La frase inglese “kick Argentina out” è esplosa sui social, soprattutto tra i tifosi egiziani e di altre nazionali eliminate. L’hashtag è stato usato per chiedere l’esclusione dell’Argentina dal torneo per presunte irregolarità arbitrali. Una richiesta che non ha alcun fondamento regolamentare, ma che ha raccolto migliaia di interazioni.
La popolarità di Lionel Messi e l’egemonia argentina degli ultimi anni hanno contribuito a polarizzare il dibattito. Molti tifosi sudamericani hanno difeso la nazionale albiceleste, mentre una parte del pubblico arabo e africano ha sostenuto le accuse egiziane.
La FIFA ha chiuso il caso ribadendo che “non ci sono prove di irregolarità” e che le decisioni arbitrali sono state corrette. L’Argentina continua il suo cammino nel Mondiale, mentre l’Egitto è tornato a casa tra le polemiche.

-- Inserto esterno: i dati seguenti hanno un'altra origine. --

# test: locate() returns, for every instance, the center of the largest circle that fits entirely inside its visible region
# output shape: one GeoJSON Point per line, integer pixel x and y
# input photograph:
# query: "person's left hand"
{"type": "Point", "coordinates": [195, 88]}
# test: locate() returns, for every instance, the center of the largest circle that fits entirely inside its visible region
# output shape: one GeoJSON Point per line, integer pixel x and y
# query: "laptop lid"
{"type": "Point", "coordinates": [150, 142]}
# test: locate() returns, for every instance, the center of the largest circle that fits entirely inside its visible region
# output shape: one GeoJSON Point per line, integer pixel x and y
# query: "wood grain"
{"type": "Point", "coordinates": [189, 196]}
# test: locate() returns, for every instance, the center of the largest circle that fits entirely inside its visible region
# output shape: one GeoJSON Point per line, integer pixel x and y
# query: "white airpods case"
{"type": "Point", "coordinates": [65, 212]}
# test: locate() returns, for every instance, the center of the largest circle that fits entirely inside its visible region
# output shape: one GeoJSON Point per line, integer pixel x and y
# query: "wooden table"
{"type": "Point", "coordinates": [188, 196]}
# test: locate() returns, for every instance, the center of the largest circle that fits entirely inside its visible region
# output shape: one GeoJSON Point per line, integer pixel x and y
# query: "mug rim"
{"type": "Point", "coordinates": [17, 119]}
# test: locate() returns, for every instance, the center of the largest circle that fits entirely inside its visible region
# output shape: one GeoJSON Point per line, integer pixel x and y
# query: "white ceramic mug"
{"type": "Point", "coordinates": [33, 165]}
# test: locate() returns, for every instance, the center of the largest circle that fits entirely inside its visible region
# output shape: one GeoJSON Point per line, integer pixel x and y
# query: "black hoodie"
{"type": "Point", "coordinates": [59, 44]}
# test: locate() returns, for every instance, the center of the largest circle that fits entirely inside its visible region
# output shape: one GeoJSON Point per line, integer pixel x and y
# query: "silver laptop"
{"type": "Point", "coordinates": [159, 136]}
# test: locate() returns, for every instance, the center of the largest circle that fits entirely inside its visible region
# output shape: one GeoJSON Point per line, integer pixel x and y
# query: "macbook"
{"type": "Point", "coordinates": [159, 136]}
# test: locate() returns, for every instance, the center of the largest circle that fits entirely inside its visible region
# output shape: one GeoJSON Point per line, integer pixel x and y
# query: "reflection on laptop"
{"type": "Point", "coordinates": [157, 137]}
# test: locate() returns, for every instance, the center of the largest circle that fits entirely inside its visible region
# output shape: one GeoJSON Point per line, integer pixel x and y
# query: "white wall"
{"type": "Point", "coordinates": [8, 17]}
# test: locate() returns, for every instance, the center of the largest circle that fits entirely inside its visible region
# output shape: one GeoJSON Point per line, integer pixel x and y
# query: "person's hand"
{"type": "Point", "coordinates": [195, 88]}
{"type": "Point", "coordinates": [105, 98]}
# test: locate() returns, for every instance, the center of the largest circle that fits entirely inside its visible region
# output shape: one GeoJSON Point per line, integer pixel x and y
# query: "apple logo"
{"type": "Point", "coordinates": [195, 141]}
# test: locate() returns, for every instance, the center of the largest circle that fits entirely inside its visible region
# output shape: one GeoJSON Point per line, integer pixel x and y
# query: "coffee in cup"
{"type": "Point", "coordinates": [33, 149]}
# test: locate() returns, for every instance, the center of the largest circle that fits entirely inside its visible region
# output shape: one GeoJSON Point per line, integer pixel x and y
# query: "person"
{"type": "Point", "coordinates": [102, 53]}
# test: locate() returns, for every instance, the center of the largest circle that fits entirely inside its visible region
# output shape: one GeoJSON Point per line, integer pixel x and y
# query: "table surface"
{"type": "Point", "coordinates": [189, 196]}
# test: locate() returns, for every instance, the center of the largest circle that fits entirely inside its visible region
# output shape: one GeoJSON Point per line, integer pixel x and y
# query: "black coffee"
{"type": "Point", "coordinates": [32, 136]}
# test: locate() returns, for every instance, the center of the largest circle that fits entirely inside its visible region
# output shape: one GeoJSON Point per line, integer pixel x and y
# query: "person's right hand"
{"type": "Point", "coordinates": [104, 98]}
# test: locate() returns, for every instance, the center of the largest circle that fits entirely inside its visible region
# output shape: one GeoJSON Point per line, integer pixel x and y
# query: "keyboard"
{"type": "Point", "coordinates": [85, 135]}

Il ct argentino Lionel Scaloni ha minimizzato le accuse, attribuendole alla delusione per la sconfitta e alla pressione mediatica. “Abbiamo giocato una grande partita. Le decisioni del VAR sono state corrette. Queste polemiche fanno parte del calcio”.
Hossam Hassan, dal canto suo, ha mantenuto una posizione ferma, dichiarando che “non accettiamo di essere derubati di un risultato meritato”. La federazione egiziana ha annunciato che continuerà a monitorare la situazione, ma non ha presentato un ricorso formale alla FIFA per l’esclusione dell’Argentina.
Il caso ha diviso l’opinione pubblica. Da un lato chi vede nelle accuse egiziane una legittima protesta contro errori arbitrali, dall’altro chi le considera tentativi di giustificare una sconfitta sul campo.
La FIFA ha ribadito che non intende aprire alcuna indagine formale, confermando la regolarità del match. La frase “kick Argentina out” resta un fenomeno virale sui social, ma non ha alcuna conseguenza sportiva.
Il Mondiale 2026 continua con l’Argentina tra le favorite, mentre l’Egitto esce tra le polemiche. Una storia che dimostra come il calcio, oltre alla bellezza del gioco, sia anche teatro di passioni, accuse e dibattiti infiniti.